In details

Amphibians



Toad: one of the best known amphibians

Introduction (what they are / main groups)

Amphibians are living beings that during their life cycle go through two phases: one aquatic and one terrestrial. This species is classified into two main groups: tailed and tailless amphibians. Those without a tail (frogs and toads) are more developed than those that have (salamanders).

Amphibian Life Cycle

At the beginning of their life cycle, they live exclusively in the water and at this stage they have the form of fingerling (baby fish), performing only gill breathing.

After their metamorphosis, they no longer depend exclusively on the aquatic environment for survival and live in terrestrial habitat; however, this new environment should be humid to ensure the survival of this species.

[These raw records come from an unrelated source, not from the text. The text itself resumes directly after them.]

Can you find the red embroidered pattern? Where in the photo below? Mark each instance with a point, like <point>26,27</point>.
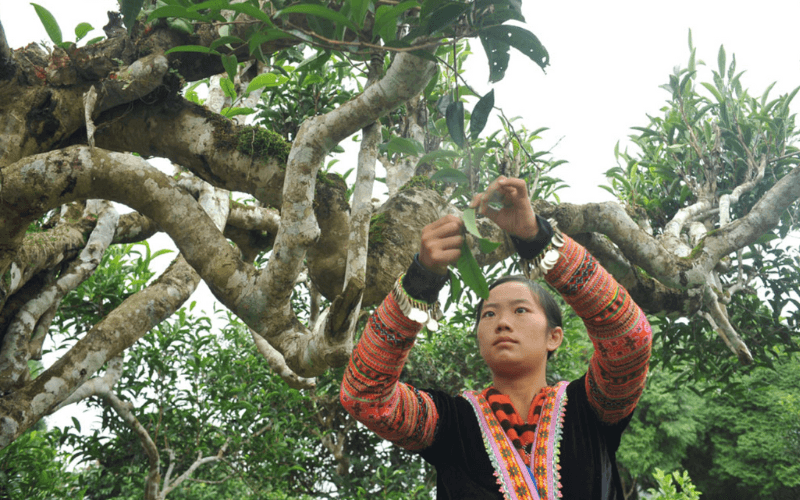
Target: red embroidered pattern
<point>512,477</point>
<point>545,483</point>
<point>617,327</point>
<point>370,388</point>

Although they have lungs, their alveoli are insufficient to supply all the necessary gas exchange for their survival. For this reason, they absorb oxygen through the skin, and this process is much more efficient as they keep it moist, so they need to live in humid environments.

Amphibian Reproduction

Its reproduction is external sexual, this process occurs when the male throws his gametes in the eggs released by the female. In general, this process will occur in freshwater, and once fertilized, the eggs remained in the aquatic environment until the tadpoles were born.

Because they are protected by water, amphibian eggs do not require adaptive embryonic attachments such as the amniotic sac. This is one of the characteristics that make them different from terrestrial vertebrates.

Most known species:

- Frogs, newts, salamanders, tree frogs and frogs.

Biological Curiosities:

The branch of zoology that studies amphibians and reptiles is known as Herpetology.

- The largest amphibian in the world is the Giant Salamander (Andrias davidianus). This animal can reach 1.8 meters in length. Salamanders of this species live mainly in the waters of mountain lakes in Japan and China.

Salamander: a little known amphibian species.